Risk-Specific Training Cohorts to Address Class Imbalance in Surgical Risk Prediction

JAMA Surg. 2024 Oct 9:e244299. doi: 10.1001/jamasurg.2024.4299. Online ahead of print.

Abstract

Importance: Machine learning tools are increasingly deployed for risk prediction and clinical decision support in surgery. Class imbalance adversely impacts predictive performance, especially for low-incidence complications.

Objective: To evaluate risk-prediction model performance when trained on risk-specific cohorts.

Design, setting, and participants: This cross-sectional study performed from February 2024 to July 2024 deployed a deep learning model, which generated risk scores for common postoperative complications. A total of 109 445 inpatient operations performed at 2 University of Florida Health hospitals from June 1, 2014, to May 5, 2021 were examined.

Exposures: The model was trained de novo on separate cohorts for high-risk, medium-risk, and low-risk Common Procedure Terminology codes defined empirically by incidence of 5 postoperative complications: (1) in-hospital mortality; (2) prolonged intensive care unit (ICU) stay (≥48 hours); (3) prolonged mechanical ventilation (≥48 hours); (4) sepsis; and (5) acute kidney injury (AKI). Low-risk and high-risk cutoffs for complications were defined by the lower-third and upper-third prevalence in the dataset, except for mortality, cutoffs for which were set at 1% or less and greater than 3%, respectively.

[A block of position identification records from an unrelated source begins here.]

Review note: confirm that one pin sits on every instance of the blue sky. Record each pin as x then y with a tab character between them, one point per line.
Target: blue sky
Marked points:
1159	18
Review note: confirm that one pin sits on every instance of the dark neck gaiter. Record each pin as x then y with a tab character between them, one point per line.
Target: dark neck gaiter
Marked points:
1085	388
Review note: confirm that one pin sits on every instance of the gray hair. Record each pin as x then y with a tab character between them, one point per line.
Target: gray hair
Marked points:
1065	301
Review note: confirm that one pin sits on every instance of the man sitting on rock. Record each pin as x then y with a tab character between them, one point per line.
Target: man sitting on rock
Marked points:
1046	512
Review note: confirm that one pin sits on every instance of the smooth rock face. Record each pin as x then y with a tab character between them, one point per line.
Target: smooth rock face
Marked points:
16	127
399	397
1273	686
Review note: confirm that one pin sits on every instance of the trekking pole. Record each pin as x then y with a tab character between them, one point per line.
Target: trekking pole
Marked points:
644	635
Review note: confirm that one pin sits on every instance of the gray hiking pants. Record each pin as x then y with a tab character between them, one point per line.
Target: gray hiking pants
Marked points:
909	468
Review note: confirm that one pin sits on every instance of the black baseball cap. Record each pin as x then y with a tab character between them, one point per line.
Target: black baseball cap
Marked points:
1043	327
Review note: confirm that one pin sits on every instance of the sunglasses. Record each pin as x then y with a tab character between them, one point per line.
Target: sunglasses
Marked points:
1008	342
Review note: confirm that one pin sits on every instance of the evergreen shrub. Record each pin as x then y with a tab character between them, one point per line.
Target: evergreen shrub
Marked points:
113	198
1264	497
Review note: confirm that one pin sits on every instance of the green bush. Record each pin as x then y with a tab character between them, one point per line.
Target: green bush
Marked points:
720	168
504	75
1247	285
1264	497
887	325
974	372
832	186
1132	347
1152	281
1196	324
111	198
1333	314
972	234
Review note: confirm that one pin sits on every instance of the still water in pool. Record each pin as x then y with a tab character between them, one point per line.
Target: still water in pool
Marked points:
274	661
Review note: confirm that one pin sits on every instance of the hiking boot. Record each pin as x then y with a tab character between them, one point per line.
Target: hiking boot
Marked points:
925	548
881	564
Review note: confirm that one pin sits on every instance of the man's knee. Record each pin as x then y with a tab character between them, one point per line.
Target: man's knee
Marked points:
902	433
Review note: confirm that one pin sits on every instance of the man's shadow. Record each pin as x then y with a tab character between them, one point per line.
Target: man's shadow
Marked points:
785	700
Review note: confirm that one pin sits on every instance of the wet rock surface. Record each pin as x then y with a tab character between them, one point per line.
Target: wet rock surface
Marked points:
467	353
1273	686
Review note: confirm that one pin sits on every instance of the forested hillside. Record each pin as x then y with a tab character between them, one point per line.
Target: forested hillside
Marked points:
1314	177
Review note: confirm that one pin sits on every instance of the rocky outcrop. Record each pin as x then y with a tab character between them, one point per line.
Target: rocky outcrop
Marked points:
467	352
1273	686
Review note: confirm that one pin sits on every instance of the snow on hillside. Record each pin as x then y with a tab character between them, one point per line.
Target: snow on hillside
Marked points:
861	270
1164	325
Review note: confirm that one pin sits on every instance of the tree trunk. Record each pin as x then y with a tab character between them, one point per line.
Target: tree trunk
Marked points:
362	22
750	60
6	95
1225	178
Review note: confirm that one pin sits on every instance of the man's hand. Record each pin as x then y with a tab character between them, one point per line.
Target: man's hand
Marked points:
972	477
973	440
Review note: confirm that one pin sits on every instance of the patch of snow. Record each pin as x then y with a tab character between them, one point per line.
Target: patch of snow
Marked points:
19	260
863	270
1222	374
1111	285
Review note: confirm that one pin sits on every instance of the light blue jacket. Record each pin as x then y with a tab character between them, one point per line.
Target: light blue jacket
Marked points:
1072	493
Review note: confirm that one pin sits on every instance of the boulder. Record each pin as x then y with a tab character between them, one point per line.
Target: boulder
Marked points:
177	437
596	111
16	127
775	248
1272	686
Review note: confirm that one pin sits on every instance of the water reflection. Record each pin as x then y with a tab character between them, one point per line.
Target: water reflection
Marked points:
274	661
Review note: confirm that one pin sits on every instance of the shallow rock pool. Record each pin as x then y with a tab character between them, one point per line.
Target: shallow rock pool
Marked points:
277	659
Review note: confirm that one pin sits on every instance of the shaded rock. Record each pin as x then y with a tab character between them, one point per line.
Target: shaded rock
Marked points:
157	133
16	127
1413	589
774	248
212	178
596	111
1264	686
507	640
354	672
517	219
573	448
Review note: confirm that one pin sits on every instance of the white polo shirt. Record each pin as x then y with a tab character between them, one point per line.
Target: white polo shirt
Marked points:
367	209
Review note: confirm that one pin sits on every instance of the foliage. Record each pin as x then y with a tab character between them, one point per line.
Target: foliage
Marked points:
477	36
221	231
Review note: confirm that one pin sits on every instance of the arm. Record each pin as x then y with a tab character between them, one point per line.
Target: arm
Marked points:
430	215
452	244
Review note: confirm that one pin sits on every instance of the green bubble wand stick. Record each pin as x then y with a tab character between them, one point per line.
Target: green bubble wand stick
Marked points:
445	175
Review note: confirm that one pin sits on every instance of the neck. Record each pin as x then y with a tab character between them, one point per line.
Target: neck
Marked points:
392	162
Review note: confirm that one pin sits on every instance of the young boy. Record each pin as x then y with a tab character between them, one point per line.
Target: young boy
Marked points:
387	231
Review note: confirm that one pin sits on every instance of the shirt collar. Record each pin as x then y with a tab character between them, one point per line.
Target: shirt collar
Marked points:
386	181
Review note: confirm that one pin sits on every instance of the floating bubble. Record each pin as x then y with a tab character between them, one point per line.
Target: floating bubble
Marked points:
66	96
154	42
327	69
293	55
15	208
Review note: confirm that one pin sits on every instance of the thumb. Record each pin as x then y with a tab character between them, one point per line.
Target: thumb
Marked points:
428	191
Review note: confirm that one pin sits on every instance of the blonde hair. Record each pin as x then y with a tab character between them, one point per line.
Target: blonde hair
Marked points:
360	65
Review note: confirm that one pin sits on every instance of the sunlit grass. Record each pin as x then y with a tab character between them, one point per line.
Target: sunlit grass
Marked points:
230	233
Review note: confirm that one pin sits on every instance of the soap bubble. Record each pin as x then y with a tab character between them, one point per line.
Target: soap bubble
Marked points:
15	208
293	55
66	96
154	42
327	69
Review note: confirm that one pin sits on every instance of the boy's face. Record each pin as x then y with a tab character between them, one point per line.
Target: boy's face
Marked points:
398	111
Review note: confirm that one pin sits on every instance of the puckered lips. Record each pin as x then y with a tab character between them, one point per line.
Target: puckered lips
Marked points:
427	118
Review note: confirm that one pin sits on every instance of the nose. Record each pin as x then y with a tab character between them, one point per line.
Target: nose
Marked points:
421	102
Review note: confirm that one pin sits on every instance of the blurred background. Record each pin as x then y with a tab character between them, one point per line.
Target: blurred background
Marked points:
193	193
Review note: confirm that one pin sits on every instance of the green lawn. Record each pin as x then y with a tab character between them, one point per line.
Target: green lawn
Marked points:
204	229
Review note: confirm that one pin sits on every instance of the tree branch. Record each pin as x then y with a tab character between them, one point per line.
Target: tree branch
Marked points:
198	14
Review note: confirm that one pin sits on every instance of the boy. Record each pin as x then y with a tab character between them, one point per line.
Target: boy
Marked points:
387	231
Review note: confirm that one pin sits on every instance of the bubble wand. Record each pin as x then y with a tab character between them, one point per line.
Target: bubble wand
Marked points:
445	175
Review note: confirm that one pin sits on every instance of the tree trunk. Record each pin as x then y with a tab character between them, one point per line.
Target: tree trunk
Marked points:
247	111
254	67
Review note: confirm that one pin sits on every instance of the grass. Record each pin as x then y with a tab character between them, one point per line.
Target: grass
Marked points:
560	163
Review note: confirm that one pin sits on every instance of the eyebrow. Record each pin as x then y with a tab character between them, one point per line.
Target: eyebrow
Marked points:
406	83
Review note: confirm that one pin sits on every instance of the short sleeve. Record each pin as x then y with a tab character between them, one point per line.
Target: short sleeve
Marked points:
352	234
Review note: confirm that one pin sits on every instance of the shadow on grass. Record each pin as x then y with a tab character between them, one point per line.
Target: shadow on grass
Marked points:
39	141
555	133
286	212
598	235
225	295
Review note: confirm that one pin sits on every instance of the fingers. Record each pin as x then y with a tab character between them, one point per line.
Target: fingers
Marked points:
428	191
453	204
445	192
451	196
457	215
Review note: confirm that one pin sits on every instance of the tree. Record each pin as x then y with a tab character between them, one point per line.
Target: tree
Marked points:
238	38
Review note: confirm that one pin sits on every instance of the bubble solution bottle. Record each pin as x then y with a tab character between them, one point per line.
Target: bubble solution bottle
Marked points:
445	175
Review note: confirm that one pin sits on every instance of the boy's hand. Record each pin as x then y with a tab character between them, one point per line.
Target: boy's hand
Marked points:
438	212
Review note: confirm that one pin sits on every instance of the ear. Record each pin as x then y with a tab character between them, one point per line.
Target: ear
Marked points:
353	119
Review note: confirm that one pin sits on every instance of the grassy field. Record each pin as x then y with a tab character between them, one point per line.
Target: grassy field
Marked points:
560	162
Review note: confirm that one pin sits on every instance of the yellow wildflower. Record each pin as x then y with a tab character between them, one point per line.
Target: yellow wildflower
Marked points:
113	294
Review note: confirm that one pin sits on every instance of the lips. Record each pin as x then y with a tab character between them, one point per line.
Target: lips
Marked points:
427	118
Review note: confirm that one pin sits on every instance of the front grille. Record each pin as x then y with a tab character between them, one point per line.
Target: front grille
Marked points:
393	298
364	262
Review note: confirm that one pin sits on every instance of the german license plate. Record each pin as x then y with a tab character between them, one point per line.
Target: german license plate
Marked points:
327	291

Main outcomes and measures: Model performance metrics were assessed for each risk-specific cohort alongside the baseline model. Metrics included area under the receiver operating characteristic curve (AUROC), area under the precision-recall curve (AUPRC), F1 scores, and accuracy for each model.

Results: A total of 109 445 inpatient operations were examined among patients treated at 2 University of Florida Health hospitals in Gainesville (77 921 procedures [71.2%]) and Jacksonville (31 524 procedures [28.8%]). Median (IQR) patient age was 58 (43-68) years, and median (IQR) Charlson Comorbidity Index score was 2 (0-4). Among 109 445 operations, 55 646 patients were male (50.8%), and 66 495 patients (60.8%) underwent a nonemergent, inpatient operation. Training on the high-risk cohort had variable impact on AUROC, but significantly improved AUPRC (as assessed by nonoverlapping 95% confidence intervals) for predicting mortality (0.53; 95% CI, 0.43-0.64), AKI (0.61; 95% CI, 0.58-0.65), and prolonged ICU stay (0.91; 95% CI, 0.89-0.92). It also significantly improved F1 score for mortality (0.42; 95% CI, 0.36-0.49), prolonged mechanical ventilation (0.55; 95% CI, 0.52-0.58), sepsis (0.46; 95% CI, 0.43-0.49), and AKI (0.57; 95% CI, 0.54-0.59). After controlling for baseline model performance on high-risk cohorts, AUPRC increased significantly for in-hospital mortality only (0.53; 95% CI, 0.42-0.65 vs 0.29; 95% CI, 0.21-0.40).

Conclusion and relevance: In this cross-sectional study, by training separate models using a priori knowledge for procedure-specific risk classes, improved performance in standard evaluation metrics was observed, especially for low-prevalence complications like in-hospital mortality. Used cautiously, this approach may represent an optimal training strategy for surgical risk-prediction models.